= Edmund O'Donovan =

Irish war correspondent

Edmund O'Donovan (13 September 1844 – 5 November 1883), Irish war correspondent, was born in Dublin. In 1866 he began to contribute to The Irish Times and other Dublin papers. He was the first journalist killed in the Kordofan area during the Sudan campaigns while reporting for The Daily News.

==Early life==
Edmund O'Donovan was born on the 12th of September 1844 at Bay View Avenue, Dublin. He was the son of John O'Donovan, a well known scholar and topographer from Kilkenny. O'Donovan studied medicine and free-lance journalism at Trinity College Dublin.

As teenagers, O'Donovan and most of his brothers joined the Irish Republican Brotherhood (IRB), a secret society established to achieve Irish independence. He was arrested three times and detained for some months. He was subsequently an active IRB organiser in the north of England, while turning to journalism as a career. His sense of enjoyment and pranks was pronounced. He delighted in adventures and was a skilled linguist, as well as a weapons expert. O'Donovan remained on excellent terms with Irish revolutionaries throughout his life.

==Newspaper career==
He began his newspaper career with The Irish Times in 1866. After the Battle of Sedan, fought on 1 September 1870 during the Franco-Prussian War, O'Donovan joined the Foreign Legion of the French Army, and was wounded and taken prisoner by the Germans. In 1873, the Carlist rising attracted him to Spain, and he wrote many newspaper letters on the campaign.

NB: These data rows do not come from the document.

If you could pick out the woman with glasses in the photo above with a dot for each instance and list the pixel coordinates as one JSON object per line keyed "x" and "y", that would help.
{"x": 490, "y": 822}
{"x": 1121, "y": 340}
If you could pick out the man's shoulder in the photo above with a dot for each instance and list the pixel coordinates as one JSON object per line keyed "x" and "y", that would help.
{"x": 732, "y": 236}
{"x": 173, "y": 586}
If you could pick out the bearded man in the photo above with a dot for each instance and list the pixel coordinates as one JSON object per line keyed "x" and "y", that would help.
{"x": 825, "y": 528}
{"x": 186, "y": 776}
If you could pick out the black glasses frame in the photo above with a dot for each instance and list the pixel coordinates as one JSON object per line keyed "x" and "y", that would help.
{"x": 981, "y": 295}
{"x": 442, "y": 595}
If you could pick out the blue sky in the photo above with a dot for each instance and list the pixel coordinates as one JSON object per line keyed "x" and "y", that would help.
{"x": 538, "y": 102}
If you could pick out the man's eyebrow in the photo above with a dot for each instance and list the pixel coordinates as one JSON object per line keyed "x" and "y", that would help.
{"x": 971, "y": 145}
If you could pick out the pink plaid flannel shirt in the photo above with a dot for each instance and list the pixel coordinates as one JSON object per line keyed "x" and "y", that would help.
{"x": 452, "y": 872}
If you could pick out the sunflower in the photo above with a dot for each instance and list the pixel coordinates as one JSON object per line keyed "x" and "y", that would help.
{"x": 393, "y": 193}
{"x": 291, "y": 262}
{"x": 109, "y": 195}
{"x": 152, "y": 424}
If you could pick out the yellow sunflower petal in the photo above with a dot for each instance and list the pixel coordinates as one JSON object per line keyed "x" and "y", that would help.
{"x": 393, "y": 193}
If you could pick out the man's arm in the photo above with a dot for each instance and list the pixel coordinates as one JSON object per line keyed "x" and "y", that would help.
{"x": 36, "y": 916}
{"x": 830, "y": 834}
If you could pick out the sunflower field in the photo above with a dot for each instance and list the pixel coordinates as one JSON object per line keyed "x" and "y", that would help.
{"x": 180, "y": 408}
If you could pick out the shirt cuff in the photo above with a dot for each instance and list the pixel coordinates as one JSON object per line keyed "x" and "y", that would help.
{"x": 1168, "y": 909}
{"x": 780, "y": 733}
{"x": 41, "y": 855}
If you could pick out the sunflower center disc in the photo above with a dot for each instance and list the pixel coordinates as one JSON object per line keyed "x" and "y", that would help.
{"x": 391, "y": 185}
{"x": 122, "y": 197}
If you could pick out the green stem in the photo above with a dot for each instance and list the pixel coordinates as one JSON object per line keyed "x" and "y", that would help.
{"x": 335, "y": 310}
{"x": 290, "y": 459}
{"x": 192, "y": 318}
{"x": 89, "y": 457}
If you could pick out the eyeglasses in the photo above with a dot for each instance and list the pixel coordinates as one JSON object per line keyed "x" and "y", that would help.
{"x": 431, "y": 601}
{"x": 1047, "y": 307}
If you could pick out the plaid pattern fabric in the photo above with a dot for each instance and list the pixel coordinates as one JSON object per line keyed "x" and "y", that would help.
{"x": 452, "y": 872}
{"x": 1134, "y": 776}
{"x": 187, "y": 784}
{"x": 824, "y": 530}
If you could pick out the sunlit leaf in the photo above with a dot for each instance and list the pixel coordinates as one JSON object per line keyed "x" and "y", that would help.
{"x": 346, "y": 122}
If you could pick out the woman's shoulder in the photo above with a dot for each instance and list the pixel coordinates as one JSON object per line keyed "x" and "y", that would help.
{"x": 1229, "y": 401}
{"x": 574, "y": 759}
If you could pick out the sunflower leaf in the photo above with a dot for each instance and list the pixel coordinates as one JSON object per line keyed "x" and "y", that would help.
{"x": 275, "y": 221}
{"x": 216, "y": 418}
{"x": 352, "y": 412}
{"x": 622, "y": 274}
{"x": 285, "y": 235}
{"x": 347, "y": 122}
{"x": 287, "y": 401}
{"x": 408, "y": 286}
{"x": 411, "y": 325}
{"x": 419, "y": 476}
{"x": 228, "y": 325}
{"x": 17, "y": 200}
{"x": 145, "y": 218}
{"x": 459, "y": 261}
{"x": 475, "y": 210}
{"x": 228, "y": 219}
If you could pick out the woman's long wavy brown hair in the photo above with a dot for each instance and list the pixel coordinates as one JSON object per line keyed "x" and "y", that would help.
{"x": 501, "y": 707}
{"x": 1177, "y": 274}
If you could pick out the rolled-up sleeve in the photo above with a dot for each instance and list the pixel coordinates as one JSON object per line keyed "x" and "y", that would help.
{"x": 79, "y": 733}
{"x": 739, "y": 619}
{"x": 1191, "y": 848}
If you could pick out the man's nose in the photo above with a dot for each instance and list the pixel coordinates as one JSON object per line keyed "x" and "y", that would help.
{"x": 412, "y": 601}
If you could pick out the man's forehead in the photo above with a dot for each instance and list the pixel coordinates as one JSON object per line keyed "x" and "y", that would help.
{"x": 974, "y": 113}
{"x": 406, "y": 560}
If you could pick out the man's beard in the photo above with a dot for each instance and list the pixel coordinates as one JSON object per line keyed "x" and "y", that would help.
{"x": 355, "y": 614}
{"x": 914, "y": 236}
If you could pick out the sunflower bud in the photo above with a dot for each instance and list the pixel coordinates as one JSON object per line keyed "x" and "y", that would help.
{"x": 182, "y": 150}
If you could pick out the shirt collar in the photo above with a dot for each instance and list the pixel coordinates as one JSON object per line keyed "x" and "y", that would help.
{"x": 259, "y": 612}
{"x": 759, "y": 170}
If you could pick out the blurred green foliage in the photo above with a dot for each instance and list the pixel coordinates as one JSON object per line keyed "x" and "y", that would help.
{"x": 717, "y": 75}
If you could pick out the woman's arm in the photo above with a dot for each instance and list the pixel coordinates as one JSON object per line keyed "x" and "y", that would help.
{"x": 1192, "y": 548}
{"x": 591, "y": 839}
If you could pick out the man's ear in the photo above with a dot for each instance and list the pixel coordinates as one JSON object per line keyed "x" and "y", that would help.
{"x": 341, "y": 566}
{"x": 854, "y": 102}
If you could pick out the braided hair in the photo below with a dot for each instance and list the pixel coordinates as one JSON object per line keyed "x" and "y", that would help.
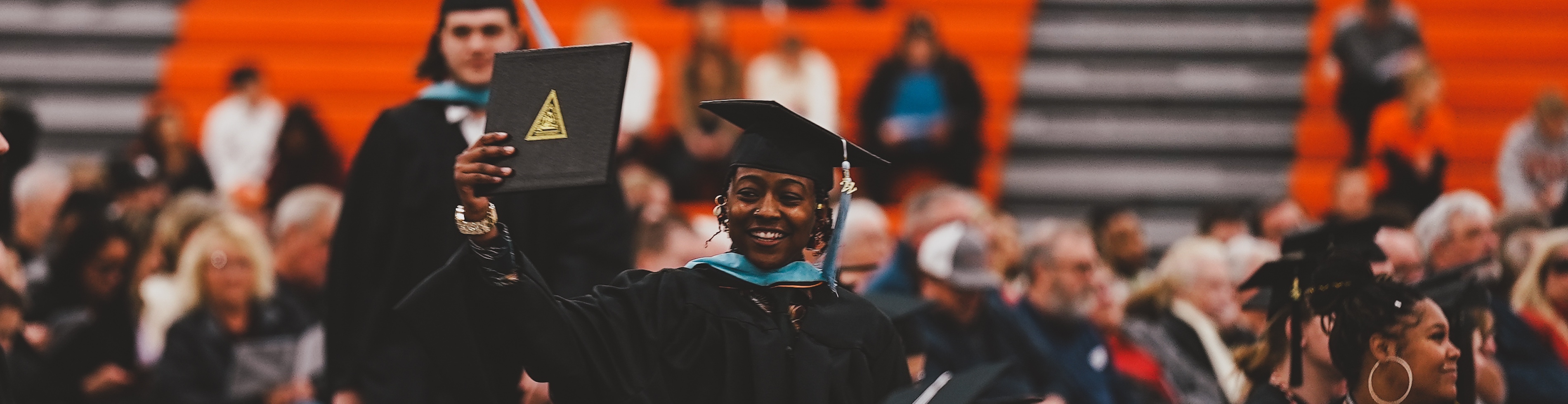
{"x": 1358, "y": 308}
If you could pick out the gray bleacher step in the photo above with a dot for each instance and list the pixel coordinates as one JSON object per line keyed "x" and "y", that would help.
{"x": 1162, "y": 80}
{"x": 93, "y": 19}
{"x": 88, "y": 113}
{"x": 1153, "y": 129}
{"x": 1144, "y": 179}
{"x": 80, "y": 66}
{"x": 1105, "y": 31}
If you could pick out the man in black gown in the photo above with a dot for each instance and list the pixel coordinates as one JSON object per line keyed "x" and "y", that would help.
{"x": 396, "y": 228}
{"x": 758, "y": 325}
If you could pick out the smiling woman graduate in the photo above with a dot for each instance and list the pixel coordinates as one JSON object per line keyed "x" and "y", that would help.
{"x": 756, "y": 325}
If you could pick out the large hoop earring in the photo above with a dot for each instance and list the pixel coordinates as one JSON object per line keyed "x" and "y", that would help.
{"x": 1409, "y": 376}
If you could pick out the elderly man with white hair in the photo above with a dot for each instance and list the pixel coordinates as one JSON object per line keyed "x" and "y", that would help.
{"x": 1180, "y": 318}
{"x": 1456, "y": 234}
{"x": 38, "y": 193}
{"x": 302, "y": 233}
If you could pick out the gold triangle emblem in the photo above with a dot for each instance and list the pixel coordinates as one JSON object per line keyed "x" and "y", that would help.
{"x": 548, "y": 124}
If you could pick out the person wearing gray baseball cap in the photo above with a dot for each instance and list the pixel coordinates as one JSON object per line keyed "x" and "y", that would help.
{"x": 970, "y": 325}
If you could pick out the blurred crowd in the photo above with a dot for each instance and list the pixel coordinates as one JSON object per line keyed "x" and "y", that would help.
{"x": 179, "y": 273}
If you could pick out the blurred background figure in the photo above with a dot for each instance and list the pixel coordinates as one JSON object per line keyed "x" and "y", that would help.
{"x": 1372, "y": 51}
{"x": 1404, "y": 262}
{"x": 667, "y": 243}
{"x": 305, "y": 157}
{"x": 38, "y": 195}
{"x": 1533, "y": 347}
{"x": 1222, "y": 221}
{"x": 1056, "y": 310}
{"x": 92, "y": 318}
{"x": 970, "y": 325}
{"x": 1119, "y": 235}
{"x": 241, "y": 134}
{"x": 1412, "y": 141}
{"x": 1278, "y": 220}
{"x": 921, "y": 112}
{"x": 302, "y": 237}
{"x": 698, "y": 157}
{"x": 23, "y": 134}
{"x": 924, "y": 212}
{"x": 868, "y": 245}
{"x": 1184, "y": 317}
{"x": 1533, "y": 167}
{"x": 601, "y": 26}
{"x": 1517, "y": 234}
{"x": 1456, "y": 235}
{"x": 800, "y": 78}
{"x": 237, "y": 341}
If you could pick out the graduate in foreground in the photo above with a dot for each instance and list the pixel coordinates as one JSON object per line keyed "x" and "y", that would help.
{"x": 756, "y": 325}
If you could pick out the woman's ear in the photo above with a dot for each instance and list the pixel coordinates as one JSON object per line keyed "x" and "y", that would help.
{"x": 1382, "y": 347}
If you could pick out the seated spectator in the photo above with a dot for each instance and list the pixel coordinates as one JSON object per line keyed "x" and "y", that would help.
{"x": 92, "y": 320}
{"x": 1403, "y": 249}
{"x": 921, "y": 110}
{"x": 698, "y": 159}
{"x": 1278, "y": 220}
{"x": 302, "y": 234}
{"x": 1054, "y": 312}
{"x": 1533, "y": 347}
{"x": 923, "y": 214}
{"x": 162, "y": 301}
{"x": 236, "y": 342}
{"x": 1181, "y": 317}
{"x": 241, "y": 134}
{"x": 868, "y": 245}
{"x": 1371, "y": 49}
{"x": 1410, "y": 141}
{"x": 1517, "y": 233}
{"x": 800, "y": 78}
{"x": 305, "y": 157}
{"x": 1119, "y": 235}
{"x": 38, "y": 195}
{"x": 1222, "y": 221}
{"x": 21, "y": 362}
{"x": 1533, "y": 167}
{"x": 1456, "y": 235}
{"x": 667, "y": 243}
{"x": 970, "y": 325}
{"x": 604, "y": 24}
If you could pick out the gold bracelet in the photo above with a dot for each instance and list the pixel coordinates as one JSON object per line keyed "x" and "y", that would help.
{"x": 484, "y": 226}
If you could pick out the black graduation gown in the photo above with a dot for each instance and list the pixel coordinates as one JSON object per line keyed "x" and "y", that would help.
{"x": 682, "y": 336}
{"x": 396, "y": 229}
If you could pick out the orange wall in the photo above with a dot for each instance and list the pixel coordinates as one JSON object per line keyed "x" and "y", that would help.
{"x": 355, "y": 59}
{"x": 1495, "y": 57}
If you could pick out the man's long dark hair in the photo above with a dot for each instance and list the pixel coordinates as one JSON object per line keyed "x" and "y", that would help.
{"x": 435, "y": 66}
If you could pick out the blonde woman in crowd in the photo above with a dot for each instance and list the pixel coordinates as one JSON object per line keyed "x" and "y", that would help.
{"x": 236, "y": 341}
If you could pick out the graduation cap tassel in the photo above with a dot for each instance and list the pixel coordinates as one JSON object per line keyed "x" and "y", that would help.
{"x": 540, "y": 26}
{"x": 830, "y": 262}
{"x": 1296, "y": 333}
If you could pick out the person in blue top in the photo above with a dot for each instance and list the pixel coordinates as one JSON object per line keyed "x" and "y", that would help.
{"x": 755, "y": 325}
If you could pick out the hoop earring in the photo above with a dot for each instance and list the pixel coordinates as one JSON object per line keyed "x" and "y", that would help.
{"x": 1409, "y": 376}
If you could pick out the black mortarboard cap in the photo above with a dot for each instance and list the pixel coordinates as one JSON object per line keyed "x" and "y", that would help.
{"x": 462, "y": 5}
{"x": 783, "y": 141}
{"x": 959, "y": 389}
{"x": 1460, "y": 295}
{"x": 902, "y": 310}
{"x": 562, "y": 108}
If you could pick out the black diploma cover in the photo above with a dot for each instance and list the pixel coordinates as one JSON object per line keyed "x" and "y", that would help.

From 1876 O'Donovan represented the Daily News during the rising of Bosnia and Herzegovina against the Turks, and in 1879, for the same paper, made his adventurous and famously hazardous journey to Merv. On arrival at Merv, the Turcomans, suspecting him of espionage for the Russians, detained him. The British officer and spy, Lieutenant Colonel C.E. Stewart, who was posing as an Armenian horse trader, expressed surprise that the journalist should be so intrepid, but O'Donovan had told him he was determined to record General Skobelev's troop movements in southern Transcaspia when staying at Mahometabad for weeks. But O'Donovan resolutely decided on watching the Turcomans' stronghold of Geok Tepe, when the Russian advance began. He had negotiated for safe passage when he fell ill, fearing the worst from Persian obstruction. Astutely, O'Donovan refused to reveal Stewart's secret identity to the paper, but events were subsequently released in a book on The Merv Oasis as well as a report to the Royal Geographical Society. In 1881 he was released to greet the Turcomans at Geok Tepe, who were under the impression he was there to assist them.

The Turcoman garrison was about 10,000 soldiers and 40,000 civilians. On the other side the Russian general could call on 7,000 men. The Turcomans fought fiercely to defend the fortress, while Skobelev used mortars to shell it. The Turcomans were overwhelmed when the Russians breached the walls with explosives and swarmed into the fortress. Bloody slaughter ensued, later justified by Skobelev as necessary to control the enemy. Stewart disappeared from Mahometabad, and reported to the British Mission in Tehran. O'Donovan had witnessed the whole incident from a vantage point out of harm's way high in the hills overlooking the city. Viceroy Lord Curzon later wrote: I do not think that any sight could have impressed me more profoundly with the completeness of Russian conquest than the spectacle of these men, only eight years ago the bitter and determined enemies of Russia... What O'Donovan had witnessed was the end of Turcoman independence.

London was deeply concerned that the Russians would march on Merv, which was a natural gateway to Afghanistan and Herat. St. Petersburg, having dismissed General Skobelev, renounced all claim to Merv when the Tsar himself approached Lord Dufferin, the British ambassador. The consequence was to switch the city from Russian allied hands, Persia, to the Turcomans; the Cossacks continued to accompany the Turcomans to Merv for trade, where in the meantime, the story ran that O'Donovan had been installed by the local chieftains as The Supreme Ruler. When they discovered his newspapers were not bank notes, he fled for his life to Tehran, from what he described as "a city of hovels".

It was only after several months' captivity that O'Donovan managed to get a message through to his principals in Persia, whence it was telegraphed to England. The adventures were described in The Merv Oasis published in 1882. The following year O'Donovan, still in search of adventure, accompanied the ill-fated expedition of Hicks Pasha to Turco-Egyptian Sudan; he perished along with most of the Anglo-Egyptian expeditionary force at the Battle of El Obeid.

==Memorial==
O'Donovan is listed as one of seven journalists on a war memorial in St Paul's Cathedral in London for journalists who were killed during the Mahdist War between 1883 and 1885.